Friday, December 23, 2011

National Curriculum

Here is a table that comes from a National Curriculum broadsheet.  It contains some interesting insights.

The first is fractions and decimals finished at yr 6.  I haven't seen many year 10 classes confidently performing four operations on decimals or fractions without a calculator.

The second is that I haven't seen many students enter year eight with adequate algebra skils.

With the movement of year 7 to high school we can address some of these issues but it does not really address the core issue of the declining ability of primary to progress students through mathematics outcomes.

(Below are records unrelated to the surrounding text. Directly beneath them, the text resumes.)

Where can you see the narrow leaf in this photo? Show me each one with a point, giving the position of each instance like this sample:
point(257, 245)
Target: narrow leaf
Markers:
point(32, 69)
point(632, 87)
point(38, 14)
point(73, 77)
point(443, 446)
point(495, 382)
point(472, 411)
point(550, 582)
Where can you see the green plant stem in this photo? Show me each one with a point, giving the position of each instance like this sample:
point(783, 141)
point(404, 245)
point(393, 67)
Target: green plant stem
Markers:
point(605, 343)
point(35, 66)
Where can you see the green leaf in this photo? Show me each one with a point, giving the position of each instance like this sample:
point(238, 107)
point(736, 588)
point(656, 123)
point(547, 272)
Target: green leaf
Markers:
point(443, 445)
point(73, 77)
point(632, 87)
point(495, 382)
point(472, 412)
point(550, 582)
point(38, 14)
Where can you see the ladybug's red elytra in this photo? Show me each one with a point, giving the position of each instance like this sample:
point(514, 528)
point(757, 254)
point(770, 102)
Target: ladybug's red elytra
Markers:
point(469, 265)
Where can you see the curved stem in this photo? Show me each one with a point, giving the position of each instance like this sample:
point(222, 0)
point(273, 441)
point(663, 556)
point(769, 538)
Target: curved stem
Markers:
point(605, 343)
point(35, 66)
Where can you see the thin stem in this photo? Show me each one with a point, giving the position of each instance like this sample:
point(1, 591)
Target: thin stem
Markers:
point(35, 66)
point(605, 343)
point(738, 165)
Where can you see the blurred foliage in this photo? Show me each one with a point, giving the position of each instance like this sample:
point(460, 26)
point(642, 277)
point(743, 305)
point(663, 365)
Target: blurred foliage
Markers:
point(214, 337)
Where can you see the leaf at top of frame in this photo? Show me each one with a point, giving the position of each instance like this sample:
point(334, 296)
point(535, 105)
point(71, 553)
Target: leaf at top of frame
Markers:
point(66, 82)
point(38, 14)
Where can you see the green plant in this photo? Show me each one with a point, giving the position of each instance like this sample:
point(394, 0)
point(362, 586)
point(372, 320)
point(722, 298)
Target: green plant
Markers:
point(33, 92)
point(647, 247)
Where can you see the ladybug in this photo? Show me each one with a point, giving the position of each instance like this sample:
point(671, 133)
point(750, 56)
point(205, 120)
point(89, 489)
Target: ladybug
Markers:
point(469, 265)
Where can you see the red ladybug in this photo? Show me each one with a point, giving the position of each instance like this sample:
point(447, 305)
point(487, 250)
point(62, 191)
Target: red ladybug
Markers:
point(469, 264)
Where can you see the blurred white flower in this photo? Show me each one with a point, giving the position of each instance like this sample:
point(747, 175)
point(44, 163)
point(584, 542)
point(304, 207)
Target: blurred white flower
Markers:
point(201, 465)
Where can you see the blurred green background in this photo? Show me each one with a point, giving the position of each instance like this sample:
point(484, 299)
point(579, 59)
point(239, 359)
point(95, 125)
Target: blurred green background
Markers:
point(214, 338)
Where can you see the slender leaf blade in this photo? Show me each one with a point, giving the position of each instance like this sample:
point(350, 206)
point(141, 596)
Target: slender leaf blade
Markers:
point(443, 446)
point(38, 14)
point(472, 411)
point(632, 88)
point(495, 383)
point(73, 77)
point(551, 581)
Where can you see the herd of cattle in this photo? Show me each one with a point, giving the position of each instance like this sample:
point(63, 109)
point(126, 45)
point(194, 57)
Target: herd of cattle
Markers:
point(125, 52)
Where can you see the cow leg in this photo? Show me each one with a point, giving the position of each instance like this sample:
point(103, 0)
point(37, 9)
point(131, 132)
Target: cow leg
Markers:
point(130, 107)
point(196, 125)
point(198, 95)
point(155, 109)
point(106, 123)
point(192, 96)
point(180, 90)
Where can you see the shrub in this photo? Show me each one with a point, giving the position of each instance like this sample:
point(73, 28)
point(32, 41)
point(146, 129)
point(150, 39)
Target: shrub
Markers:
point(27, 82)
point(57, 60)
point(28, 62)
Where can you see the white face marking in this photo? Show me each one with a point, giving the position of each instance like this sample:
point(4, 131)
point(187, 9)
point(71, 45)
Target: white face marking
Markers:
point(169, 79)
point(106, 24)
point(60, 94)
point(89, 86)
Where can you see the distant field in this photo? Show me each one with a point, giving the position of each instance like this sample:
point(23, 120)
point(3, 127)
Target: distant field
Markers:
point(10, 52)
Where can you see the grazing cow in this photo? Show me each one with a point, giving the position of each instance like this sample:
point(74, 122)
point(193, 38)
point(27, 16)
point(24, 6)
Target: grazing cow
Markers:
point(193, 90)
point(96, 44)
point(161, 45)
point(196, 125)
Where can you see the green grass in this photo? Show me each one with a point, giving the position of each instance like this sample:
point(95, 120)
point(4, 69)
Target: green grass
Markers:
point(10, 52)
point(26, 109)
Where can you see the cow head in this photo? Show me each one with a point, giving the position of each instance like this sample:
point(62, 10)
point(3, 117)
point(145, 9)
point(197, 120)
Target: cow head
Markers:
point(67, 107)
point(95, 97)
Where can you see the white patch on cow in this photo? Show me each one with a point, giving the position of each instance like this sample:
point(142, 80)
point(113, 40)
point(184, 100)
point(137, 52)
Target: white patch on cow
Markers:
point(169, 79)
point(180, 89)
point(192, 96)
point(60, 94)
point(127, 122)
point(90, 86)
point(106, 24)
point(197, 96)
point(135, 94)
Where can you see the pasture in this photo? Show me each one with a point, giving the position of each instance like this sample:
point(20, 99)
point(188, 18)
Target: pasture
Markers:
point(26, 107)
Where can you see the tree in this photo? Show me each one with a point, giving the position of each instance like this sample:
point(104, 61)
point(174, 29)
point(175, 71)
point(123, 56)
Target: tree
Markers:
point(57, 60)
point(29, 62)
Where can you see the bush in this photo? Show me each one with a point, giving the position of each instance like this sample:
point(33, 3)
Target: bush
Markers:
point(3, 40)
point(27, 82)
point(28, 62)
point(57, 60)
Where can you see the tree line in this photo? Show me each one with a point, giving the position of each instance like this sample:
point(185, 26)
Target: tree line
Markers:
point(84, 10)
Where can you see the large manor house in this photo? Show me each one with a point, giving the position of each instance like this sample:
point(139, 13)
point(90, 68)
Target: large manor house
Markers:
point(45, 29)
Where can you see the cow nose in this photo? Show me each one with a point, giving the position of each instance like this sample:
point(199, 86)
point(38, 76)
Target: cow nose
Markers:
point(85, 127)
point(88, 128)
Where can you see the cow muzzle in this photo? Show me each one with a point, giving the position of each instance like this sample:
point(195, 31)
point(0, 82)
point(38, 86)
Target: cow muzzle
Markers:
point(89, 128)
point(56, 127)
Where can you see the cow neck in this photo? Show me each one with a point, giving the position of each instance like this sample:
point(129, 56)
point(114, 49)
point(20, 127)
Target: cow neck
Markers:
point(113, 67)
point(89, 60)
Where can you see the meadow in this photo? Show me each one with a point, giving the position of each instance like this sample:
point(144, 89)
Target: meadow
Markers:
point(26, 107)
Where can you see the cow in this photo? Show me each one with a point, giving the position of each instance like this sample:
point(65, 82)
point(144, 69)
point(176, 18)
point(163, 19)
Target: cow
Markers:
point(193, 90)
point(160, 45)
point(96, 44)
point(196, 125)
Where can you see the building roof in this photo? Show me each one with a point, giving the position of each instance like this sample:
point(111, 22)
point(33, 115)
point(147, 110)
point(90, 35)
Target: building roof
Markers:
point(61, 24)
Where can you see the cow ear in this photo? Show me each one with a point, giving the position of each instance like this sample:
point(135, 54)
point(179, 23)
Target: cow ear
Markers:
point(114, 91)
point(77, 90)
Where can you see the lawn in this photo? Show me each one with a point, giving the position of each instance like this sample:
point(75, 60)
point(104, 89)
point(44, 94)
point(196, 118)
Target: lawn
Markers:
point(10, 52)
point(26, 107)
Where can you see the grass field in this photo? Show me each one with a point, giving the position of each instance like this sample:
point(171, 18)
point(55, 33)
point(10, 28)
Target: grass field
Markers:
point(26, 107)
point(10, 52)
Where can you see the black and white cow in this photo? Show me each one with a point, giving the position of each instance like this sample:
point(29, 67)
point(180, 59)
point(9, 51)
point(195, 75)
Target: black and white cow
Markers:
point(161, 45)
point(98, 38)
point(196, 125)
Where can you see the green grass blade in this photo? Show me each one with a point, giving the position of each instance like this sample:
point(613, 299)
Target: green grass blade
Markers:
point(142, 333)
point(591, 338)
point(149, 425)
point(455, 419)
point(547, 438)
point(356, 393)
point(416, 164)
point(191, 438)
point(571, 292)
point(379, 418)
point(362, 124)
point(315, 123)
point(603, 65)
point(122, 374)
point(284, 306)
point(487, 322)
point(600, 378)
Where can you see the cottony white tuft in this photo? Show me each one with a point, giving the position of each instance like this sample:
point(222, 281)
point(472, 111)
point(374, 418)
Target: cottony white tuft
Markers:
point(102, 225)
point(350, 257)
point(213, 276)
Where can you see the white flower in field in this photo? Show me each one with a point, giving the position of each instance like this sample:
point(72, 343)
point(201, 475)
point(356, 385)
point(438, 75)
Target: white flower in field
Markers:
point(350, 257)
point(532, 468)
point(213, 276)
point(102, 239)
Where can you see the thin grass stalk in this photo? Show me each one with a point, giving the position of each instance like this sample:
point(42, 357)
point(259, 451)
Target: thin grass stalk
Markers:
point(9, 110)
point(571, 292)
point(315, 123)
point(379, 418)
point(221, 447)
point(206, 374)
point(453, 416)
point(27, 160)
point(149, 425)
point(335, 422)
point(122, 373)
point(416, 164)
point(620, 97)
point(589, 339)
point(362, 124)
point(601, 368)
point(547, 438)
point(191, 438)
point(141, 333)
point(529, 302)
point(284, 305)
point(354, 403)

The national curriculum writers seem to acknowledge this issue here, "In comparison to the Singapore mathematics curriculum, the Foundation to Year 10 Australian Curriculum: Mathematics content is introduced more slowly in the early and primary years to ensure students have the opportunity to develop deep understanding before moving on. By Year 10, the conceptual difficulty is similar to that described in the Singapore documents."

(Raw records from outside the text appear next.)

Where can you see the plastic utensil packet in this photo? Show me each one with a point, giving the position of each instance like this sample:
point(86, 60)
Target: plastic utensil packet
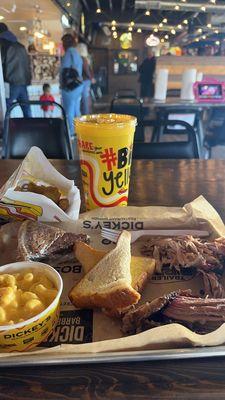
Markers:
point(37, 191)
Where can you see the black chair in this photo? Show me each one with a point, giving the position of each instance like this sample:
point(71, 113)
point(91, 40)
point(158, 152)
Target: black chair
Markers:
point(51, 135)
point(168, 150)
point(131, 105)
point(171, 113)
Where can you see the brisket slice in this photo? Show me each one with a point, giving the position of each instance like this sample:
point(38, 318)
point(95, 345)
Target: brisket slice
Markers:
point(200, 315)
point(39, 242)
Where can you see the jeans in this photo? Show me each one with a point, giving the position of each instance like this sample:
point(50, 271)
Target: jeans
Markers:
point(71, 103)
point(19, 93)
point(86, 96)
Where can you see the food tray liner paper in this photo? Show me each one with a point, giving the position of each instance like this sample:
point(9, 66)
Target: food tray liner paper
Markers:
point(19, 205)
point(94, 332)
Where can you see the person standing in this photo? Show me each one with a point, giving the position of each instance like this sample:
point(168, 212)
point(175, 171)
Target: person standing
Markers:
point(16, 68)
point(147, 71)
point(71, 98)
point(88, 78)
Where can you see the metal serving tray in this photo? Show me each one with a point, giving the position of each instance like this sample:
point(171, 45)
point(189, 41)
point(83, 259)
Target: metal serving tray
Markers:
point(146, 355)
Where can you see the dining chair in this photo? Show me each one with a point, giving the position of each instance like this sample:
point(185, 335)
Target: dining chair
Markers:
point(168, 150)
point(51, 135)
point(193, 116)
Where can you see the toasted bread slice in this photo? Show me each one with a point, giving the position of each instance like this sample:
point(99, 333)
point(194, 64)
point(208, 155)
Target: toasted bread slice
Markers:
point(141, 268)
point(108, 283)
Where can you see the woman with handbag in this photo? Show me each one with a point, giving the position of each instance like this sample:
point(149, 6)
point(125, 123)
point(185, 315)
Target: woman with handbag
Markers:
point(71, 79)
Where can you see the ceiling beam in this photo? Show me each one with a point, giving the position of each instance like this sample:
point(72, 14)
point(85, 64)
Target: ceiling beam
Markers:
point(169, 5)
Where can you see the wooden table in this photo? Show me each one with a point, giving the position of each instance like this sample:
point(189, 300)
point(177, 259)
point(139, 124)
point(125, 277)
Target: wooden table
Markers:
point(163, 182)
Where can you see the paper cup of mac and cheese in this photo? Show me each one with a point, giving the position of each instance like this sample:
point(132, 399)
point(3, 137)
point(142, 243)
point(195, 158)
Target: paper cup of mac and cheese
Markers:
point(29, 304)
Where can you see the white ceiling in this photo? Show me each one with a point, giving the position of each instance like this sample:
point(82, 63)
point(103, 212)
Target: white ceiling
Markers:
point(18, 13)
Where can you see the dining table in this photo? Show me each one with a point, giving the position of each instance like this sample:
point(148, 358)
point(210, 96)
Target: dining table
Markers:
point(161, 183)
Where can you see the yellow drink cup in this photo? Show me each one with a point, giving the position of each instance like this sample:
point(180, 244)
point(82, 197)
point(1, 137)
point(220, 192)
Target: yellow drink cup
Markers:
point(105, 143)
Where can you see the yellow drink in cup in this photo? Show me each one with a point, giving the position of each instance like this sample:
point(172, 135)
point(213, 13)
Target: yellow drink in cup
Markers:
point(105, 143)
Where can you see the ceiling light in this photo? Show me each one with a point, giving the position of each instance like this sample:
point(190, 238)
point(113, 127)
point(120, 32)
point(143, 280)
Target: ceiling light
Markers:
point(152, 41)
point(39, 35)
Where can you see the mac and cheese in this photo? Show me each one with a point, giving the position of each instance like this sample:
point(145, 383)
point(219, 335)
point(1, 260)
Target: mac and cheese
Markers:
point(24, 295)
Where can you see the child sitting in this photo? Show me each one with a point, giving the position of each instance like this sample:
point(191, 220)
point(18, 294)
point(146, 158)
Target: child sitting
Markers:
point(46, 96)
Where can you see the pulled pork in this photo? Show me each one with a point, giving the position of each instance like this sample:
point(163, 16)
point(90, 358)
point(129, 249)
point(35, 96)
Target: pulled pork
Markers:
point(186, 251)
point(200, 315)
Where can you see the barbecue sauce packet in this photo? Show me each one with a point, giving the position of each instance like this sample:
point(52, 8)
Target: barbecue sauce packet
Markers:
point(21, 197)
point(84, 334)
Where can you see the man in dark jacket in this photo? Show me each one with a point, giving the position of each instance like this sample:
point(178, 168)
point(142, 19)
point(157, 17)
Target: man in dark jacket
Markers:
point(16, 68)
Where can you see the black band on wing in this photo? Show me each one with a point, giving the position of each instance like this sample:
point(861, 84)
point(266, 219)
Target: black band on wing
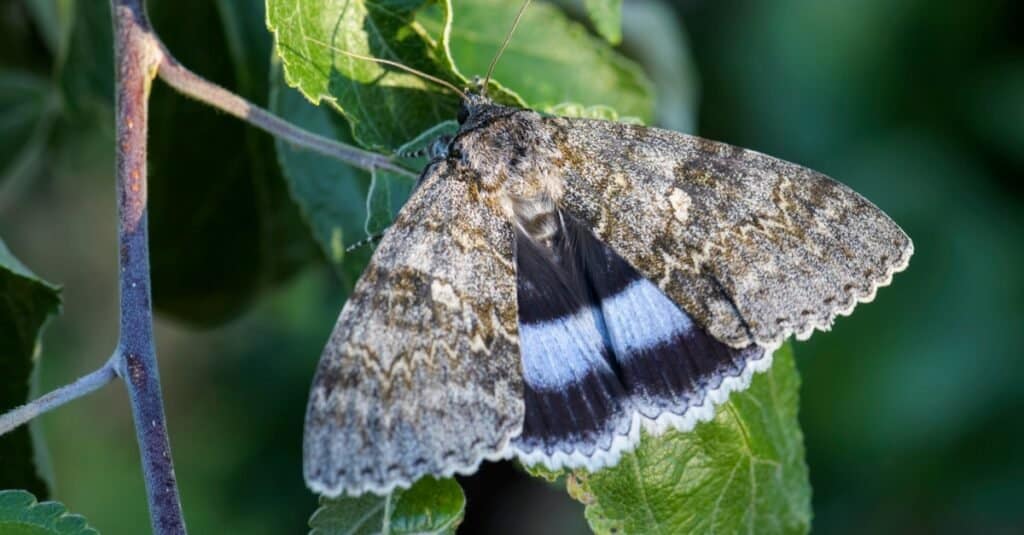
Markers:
point(605, 352)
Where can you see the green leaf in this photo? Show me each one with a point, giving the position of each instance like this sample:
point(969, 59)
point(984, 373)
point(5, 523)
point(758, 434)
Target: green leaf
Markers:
point(590, 112)
point(607, 18)
point(331, 196)
point(742, 471)
point(222, 227)
point(20, 515)
point(430, 506)
point(551, 59)
point(386, 107)
point(86, 74)
point(26, 303)
point(30, 105)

The responsibility has been placed on secondary school to accelerate through the course.  This will have an negative impact on the second tier of students to be able to absorb the information in a developmentally appropriate method through upper school.  It seems we may be revisiting the forgotten middle.

The issue of why students need extra consolidation in primary is probably more cultural than educational in origin.  With the loss of value and payoff of education in Australia, families are not supporting education in ways previously found.  With changes to compulsory education, the value of graduation has decreased as a workplace differentiator.  There are clear payoff changes exacerbated by the relatively high incomes available for manual labour related industries during mining years. Unless of a recent migrant group  - education is a social occupation.

Two parent working families have not been able to make the commitment to assisting students reach their potential.  Sadly, even families making the commitment (to embed tables, assisting with homework, taking an active interest and are reading together regularly) are not gaining the benefit as the majority now lies on the other side of the divide.  It is going to take considerable commitment by the department to turn this around, I think the community has already given up.

(...and Mackenzie reminded me of something today.. writing anything legible listening to Yogabba gabba is near impossible - having distractions in class for those who concentrate singly (like me) must be exceedingly frustrating.)